We ended up at the saddle by mid-morning so we continued down the other side until we reached the Karamea River which we spent the rest of day tramping alongside.
The other side of the Wangapeka is where DOC no longer maintains the track and it was a lot rougher in places, including this large rock slip we spent 20 minutes climbing up one side, across the top and then and down the other side to rejoin the track.
The total distance today is 10.4 kilometers but with all the clambering up, over and around rock and tree falls it took a while.
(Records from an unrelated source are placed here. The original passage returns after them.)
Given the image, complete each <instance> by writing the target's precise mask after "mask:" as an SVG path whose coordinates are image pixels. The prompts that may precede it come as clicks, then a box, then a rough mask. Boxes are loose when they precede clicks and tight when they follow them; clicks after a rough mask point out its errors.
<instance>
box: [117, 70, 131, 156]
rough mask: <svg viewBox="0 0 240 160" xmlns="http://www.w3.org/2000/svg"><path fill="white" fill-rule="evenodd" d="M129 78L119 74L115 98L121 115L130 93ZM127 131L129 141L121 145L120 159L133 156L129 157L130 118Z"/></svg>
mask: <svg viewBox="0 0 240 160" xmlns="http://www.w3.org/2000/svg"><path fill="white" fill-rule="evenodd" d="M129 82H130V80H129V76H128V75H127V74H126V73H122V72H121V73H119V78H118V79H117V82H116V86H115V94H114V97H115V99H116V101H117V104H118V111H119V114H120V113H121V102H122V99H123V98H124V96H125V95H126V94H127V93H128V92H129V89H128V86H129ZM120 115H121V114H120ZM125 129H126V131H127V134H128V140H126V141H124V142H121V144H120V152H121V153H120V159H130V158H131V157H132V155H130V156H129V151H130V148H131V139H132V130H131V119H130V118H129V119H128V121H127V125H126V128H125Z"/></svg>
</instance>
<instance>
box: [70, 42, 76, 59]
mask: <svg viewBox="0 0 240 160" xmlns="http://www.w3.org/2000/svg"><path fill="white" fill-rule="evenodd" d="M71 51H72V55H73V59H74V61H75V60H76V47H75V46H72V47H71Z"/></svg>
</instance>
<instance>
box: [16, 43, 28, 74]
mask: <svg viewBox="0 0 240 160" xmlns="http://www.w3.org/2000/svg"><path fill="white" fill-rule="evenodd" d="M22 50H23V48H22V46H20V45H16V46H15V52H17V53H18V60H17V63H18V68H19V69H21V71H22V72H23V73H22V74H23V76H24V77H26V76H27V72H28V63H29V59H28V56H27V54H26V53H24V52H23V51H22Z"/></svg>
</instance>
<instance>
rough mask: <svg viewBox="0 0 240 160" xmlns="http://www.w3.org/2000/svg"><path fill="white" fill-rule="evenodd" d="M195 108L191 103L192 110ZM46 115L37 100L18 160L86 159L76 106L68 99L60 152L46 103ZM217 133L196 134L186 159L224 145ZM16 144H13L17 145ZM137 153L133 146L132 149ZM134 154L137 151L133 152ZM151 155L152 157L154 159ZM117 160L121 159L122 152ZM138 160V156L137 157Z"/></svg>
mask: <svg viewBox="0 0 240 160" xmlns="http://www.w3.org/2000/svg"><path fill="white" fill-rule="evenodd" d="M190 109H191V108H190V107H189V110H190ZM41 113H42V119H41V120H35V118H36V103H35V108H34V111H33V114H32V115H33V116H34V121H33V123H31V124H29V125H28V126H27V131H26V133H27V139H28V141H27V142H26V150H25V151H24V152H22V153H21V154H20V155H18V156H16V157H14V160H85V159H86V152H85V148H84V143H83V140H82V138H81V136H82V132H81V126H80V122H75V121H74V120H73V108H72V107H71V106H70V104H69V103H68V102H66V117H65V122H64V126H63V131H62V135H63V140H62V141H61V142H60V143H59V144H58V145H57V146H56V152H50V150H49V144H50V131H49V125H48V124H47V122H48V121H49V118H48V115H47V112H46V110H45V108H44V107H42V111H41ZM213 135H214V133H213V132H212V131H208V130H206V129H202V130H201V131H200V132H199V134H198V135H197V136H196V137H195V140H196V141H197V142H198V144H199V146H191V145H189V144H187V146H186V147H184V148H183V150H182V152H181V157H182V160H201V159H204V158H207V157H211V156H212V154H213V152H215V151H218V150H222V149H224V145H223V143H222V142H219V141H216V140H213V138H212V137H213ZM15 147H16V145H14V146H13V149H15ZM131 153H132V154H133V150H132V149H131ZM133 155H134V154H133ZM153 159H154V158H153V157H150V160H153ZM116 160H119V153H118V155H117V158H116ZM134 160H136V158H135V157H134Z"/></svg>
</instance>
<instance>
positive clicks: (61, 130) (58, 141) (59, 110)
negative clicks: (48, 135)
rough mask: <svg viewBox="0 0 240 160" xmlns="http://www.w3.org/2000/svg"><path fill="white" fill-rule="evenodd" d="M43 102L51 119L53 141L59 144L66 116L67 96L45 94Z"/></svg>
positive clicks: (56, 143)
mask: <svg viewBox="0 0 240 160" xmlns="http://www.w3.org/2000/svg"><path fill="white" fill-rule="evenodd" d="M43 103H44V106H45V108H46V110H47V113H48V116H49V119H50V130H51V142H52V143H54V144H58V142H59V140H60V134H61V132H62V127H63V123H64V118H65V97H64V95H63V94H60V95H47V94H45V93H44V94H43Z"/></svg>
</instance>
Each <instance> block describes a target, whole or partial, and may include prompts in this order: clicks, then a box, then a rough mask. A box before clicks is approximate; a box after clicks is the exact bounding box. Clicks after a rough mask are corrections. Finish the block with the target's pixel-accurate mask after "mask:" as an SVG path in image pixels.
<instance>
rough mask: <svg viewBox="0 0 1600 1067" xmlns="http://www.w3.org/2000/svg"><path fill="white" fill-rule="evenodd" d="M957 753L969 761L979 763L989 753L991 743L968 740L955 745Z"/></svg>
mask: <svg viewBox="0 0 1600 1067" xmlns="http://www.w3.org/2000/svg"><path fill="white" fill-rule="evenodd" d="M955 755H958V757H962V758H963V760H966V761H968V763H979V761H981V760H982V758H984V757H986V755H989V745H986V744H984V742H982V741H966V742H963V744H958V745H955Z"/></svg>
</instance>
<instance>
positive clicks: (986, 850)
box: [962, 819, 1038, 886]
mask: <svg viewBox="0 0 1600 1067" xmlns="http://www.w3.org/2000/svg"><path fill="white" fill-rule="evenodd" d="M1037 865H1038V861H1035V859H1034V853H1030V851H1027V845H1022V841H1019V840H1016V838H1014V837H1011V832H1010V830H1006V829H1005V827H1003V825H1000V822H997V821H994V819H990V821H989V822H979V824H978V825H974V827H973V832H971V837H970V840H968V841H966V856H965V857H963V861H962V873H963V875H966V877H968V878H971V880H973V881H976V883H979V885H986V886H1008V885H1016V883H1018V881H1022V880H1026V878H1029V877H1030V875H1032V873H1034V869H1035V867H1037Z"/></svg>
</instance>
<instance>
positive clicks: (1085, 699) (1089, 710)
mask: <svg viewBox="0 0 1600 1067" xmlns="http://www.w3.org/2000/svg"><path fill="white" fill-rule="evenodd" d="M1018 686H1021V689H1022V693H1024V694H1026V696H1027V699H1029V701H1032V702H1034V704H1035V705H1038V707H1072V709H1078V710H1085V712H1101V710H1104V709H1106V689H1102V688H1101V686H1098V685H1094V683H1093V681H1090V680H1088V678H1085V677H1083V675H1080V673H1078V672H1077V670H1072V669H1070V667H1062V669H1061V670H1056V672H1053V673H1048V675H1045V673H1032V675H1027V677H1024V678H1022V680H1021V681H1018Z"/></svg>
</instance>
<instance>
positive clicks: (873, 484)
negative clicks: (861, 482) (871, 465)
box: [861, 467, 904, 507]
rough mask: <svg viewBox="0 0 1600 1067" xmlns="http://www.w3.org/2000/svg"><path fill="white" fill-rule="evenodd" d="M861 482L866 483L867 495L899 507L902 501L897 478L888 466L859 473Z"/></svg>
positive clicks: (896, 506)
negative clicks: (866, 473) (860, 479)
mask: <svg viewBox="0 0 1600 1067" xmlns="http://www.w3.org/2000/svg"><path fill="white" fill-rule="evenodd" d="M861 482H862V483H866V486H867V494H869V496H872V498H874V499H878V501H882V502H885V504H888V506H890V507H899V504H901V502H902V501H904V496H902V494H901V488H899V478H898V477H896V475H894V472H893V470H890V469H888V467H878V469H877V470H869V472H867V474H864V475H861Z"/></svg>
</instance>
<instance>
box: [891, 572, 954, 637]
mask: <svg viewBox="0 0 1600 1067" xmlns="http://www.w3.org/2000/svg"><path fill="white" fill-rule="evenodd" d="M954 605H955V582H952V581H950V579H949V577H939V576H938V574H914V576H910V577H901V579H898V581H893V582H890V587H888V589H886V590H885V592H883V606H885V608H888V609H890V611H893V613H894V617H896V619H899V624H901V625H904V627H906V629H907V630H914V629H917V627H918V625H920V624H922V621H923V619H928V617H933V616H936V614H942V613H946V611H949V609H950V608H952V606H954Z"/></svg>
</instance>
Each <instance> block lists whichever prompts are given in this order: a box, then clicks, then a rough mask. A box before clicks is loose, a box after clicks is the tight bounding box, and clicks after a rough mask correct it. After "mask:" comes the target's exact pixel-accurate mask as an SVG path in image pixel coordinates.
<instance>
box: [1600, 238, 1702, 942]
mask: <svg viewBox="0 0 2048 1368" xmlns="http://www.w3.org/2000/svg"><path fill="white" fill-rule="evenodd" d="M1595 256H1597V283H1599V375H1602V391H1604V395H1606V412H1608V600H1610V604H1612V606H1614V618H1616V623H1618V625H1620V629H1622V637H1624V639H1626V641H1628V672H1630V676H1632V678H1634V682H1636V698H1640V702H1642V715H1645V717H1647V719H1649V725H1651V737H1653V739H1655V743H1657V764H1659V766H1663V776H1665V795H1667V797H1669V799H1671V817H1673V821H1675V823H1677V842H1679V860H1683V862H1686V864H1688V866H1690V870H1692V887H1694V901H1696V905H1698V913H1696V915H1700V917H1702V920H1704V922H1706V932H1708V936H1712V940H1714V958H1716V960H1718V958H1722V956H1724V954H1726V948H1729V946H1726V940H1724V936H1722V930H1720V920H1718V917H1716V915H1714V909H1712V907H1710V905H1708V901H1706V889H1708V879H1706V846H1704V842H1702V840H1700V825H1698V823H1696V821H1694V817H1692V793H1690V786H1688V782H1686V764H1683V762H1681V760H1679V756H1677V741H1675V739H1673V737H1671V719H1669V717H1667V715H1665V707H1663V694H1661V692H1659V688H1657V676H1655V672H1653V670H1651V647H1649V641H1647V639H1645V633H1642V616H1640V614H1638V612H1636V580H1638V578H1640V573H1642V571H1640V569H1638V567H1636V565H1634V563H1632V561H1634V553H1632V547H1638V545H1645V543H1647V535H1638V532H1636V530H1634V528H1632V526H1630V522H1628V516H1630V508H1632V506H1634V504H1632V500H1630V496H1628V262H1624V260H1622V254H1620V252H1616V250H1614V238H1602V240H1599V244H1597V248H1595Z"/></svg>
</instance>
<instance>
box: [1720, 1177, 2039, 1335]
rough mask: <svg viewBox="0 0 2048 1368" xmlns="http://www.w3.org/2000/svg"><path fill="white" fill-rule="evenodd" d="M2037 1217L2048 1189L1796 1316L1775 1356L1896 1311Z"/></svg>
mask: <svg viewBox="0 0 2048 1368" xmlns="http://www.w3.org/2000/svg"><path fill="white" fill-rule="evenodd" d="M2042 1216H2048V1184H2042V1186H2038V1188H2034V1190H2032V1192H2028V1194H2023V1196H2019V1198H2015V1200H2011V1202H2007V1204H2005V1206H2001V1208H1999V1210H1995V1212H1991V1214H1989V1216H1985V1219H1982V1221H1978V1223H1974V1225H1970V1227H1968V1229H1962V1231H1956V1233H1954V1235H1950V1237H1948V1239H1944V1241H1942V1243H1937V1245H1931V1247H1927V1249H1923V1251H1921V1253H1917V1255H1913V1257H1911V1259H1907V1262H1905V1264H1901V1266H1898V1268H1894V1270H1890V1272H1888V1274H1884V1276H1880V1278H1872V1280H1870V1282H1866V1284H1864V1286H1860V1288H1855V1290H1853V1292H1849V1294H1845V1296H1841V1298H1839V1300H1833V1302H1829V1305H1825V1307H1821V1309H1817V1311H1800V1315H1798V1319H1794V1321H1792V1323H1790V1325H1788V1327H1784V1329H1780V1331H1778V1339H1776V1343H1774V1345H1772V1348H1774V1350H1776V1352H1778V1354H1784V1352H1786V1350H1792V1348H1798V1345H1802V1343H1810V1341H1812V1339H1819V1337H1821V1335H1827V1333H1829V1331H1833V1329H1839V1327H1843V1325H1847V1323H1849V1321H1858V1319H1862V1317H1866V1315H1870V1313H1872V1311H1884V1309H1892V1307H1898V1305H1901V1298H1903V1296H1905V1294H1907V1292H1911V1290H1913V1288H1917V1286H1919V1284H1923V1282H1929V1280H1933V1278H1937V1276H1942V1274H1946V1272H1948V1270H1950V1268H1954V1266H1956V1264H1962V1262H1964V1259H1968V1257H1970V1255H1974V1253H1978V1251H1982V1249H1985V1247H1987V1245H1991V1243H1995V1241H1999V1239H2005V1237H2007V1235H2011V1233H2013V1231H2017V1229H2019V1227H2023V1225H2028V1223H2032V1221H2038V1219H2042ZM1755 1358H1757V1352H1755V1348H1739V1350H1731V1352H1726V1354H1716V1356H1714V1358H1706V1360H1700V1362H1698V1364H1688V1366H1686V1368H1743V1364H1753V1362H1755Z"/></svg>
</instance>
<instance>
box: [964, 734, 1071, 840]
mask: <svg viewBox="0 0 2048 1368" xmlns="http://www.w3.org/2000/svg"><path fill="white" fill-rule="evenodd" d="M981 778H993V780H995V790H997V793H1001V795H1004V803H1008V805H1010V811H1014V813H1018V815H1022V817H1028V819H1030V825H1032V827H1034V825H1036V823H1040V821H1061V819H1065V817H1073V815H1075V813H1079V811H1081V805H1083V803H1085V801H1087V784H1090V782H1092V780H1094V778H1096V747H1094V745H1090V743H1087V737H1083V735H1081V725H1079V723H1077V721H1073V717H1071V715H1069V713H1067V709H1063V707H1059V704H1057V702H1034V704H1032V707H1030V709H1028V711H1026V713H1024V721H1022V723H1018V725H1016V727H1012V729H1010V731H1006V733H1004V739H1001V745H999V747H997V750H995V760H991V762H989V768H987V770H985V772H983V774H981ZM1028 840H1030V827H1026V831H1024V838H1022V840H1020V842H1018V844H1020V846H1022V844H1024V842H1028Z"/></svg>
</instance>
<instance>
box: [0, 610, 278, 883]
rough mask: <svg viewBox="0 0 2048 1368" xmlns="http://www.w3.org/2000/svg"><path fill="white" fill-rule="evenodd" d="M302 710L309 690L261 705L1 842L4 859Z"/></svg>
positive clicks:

There were sections which had overgrown and where I got quite a few cuts from the cutty grass cuts as the cutty grass simply could not be seen under the over grown ferns and tall grass.
I was feeling a lot better in the fitness department on this third day, and the walk down from the top of the Wangapeka Saddle was a gentle decent.
Also during the morning we had our first encounter with other people for days, luckily it only lasted a few seconds as we pasted people heading the opposite direction and again we were on our own including at Taipo Hut that night.
Just before the Helicopter Flat Hut there was a 3 wire bridge for use during flooding, which I had to cross just for the sake of it – quite an experience balancing within 3 wires and a large back on your back. As I was looking back at Julianne who was crossing via the river I saw several Whio who were nearby just behind her, and she got some good whio photos.
The Helicopter Flat Hut was right beside the river and there were very little sandflies so I spent as much time as possible exploring the river, trying to see whio again (but with no luck) and just enjoying the view. I saw a weka swimming across the river. I never knew weka could swim as they do not have webbed feet like a duck, but sharp pointed claws instead. The weka was not practically elegant and faced sideways for the strong current in the middle of the river but clearly has done this a number of times and got across ok. This was the third night were Julianne and I have not seen anyone which was such a great and unusual feeling – just us and the wildlife.